Our 2008-09 Distinguished Public Speaker Lecture series at the University of Virginia  continued on November 5, when Anthony Esolen, Professor of classical, medieval, and Renaissance literature in the Department of English at Providence College, visited Minor Hall. 
 
Like Virgil, Esolen skillfully--and with a good bit of humor, animation, poetry,and Italian erudition -- led the audience through a rich philosophical theological  treatise on human autonomy and the nature of freedom.But the journey traveled  was not framed by an arid logic; rather, it began with consideration of something close to all of us --a great tree on Jefferson's Lawn--before turning to  the classic literary terrain Esolen knows quite well, if not by heart: Dante's Divine Comedy.  Plunging quickly into -- as he put it -- the "sludge hole," Esolen directed his audience towards the most treacherous, icy and speechless scenes of Dante's Inferno, then past the condemned though admirable guardian Cato, across (with song and hope) to the Island-Mountain of the Purgatorio, where we met several individuals, including the great Italian poet Sordello who warmly welcomes Dante, a fellow compatriot from Mantua.  Ultimately, like all great guides, Esolen ended the journey at its promised ascent, a deeper admiration and gratitude for  the Beatific Vision of the Paradiso.
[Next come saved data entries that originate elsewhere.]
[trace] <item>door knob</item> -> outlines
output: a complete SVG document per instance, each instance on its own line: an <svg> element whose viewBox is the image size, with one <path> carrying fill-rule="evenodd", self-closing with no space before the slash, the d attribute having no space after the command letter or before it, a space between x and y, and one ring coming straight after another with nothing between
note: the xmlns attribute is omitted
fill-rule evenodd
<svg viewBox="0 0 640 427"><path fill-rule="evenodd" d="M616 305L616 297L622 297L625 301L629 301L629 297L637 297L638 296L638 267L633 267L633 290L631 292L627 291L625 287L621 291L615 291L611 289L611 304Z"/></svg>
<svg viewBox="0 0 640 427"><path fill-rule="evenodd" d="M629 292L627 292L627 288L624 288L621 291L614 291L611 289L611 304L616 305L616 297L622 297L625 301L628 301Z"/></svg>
Tony Esolen is a widely read and respected author, translator of several classic works of literature, and an increasingly popular and anticipated Internet essay blogger. In addition to authoring numerous academic articles on the poetry of Spenser, Shakespeare and Dante, Esolen has translated the Modern Library edition of Dante's Divine Comedy (2003-2007), Torquato Tasso's 16th century epic poem of love and conquest Jerusalem Delivered (Johns Hopkins University Press, 2000), and Lucretius, On the Nature of Things (Johns Hopkins University Press, 1995).  Esolen is the author of two recent books, Ironies of Faith: The Laughter at the Heart of Christian Literature, (2008) and The Politically Incorrect Guide to Western Civilization (2008).



 
The Department of Spanish, Italian, and Portuguese at the University was a cosponsor of this public lecture.